One of the biggest trends in the tech sector at the moment is undoubtedly mobile. With smartphones and tablets becoming more powerful every year, many people now view them as a practical replacement for their desktop or laptop PC.
In the third quarter of 2015 alone, nearly 353 million smartphones were sold around the world – a 15.5 per cent increase over the same period the previous year, according to Gartner. And it is not only in people’s personal lives where these devices are set to make an impact, as businesses across all sectors can expect to see these gadgets entering the workplace more frequently.
Often, business smartphones and tablets won’t be issued by the company, but will be the personal devices of employees. This trend is known as bring your own device (BYOD), and if you haven’t yet encountered it, you can expect to do so sooner rather than later.
There are many great benefits that can be seen as a result of embracing BYOD. It can provide a major boost to users’ productivity by allowing them to work where and whenever they want, and it can also cut costs as firms do not have to invest in their own hardware. but it is not without its risks. In particular, securing these devices is a major challenge, as they give companies less control over their corporate data.

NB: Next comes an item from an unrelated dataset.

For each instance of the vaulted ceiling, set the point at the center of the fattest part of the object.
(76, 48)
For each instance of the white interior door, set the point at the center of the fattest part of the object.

So how can businesses take full advantage of BYOD without leaving themselves exposed to problems such as data loss or hacking attacks? The UK government has published guidance on the issue, and it recommends a number of best practices that businesses should follow in order to stay safe.
Have an effective policy
One of the first things to do when implementing BYOD is to draft a clear, effective policy that spells out what staff members can and cannot do on their personal gadgets. This should start from a position of ensuring unauthorised devices cannot access sensitive data, then moving on to make sure only the data you are willing to share is available to employees.
It can be tempting to put highly restrictive policies in place to safeguard sensitive information. But if these are too strict, this will affect usability and encourage users to find their own workarounds – thus undermining the point of having a BYOD policy in the first place.
Get staff on board
A strong BYOD policy is worthless if staff don’t understand it, or choose to ignore it. therefore, educating employees and getting their buy-in is vital to success. The government guidance notes: “Ensure that your staff understand their responsibilities when using their own devices for business purposes. This is important because many employees’ approach to security will differ when using their own devices compared to using a corporately owned laptop or PC.”
For example, they may be happy to share their own device with family or friends, or give it to a third party for repair, which may compromise sensitive data. Ensuring staff understand what they should and should not do with a device containing corporate data is therefore crucial.
Have contingency plans
Where possible, information should not be stored locally on a user’s device – and if it is, it should be automatically backed up elsewhere, for example by using cloud storage tools. If information is kept on a personally-owned smartphone or tablet that is lost or stolen, the ability to wipe the device remotely will be essential in order to prevent that data falling into the wrong hands.
Businesses need to expect that sooner or later, a BYOD gadget will be compromised. Therefore, they should have a plan in place for what to do in this eventuality. This should identify who in the organisation is responsible for managing a security incident and what actions will be taken to ensure data recovery.
“Staff must feel confident that they can quickly report incidents without fear of recriminations, especially if it’s their own device,” the guidance states.
Know the legal ramifications
When dealing with BYOD data, there will be a number of regulations that businesses will have to remain compliant. It’s important to remember that responsibility for the information will still rest with the company’s data controller and not the owner of the device. this means it’s still subject to all the same rules as digital assets stored within a firm’s network.
These include the Data Protection Act and the Employment Practices Code, which states that employees are entitled to a degree of privacy in the work environment. Therefore, companies need to tread carefully when managing devices which contain both corporate and personal data.
The more open businesses are about their BYOD policies, the more risk they open themselves up to. As the number of authorised devices using different platforms grows, along with the amount of data they can access, managing all this effectively can become a major headache.
However, there are alternatives to fully open BYOD. For instance, so-called ‘choose your own device’ is attracting more attention. While this is similar to BYOD, staff may only use one of a selection of pre-approved gadgets that the company can manage. ‘Corporate owned, personally enabled’ models, where the company buys the device but allows the employee to use if for their personal tasks as well, are another option that can offer more security.
Whatever the mobile model, organisations should be aware of the risk of business data being shared via personal applications and the company being exposed to attack from compromised apps.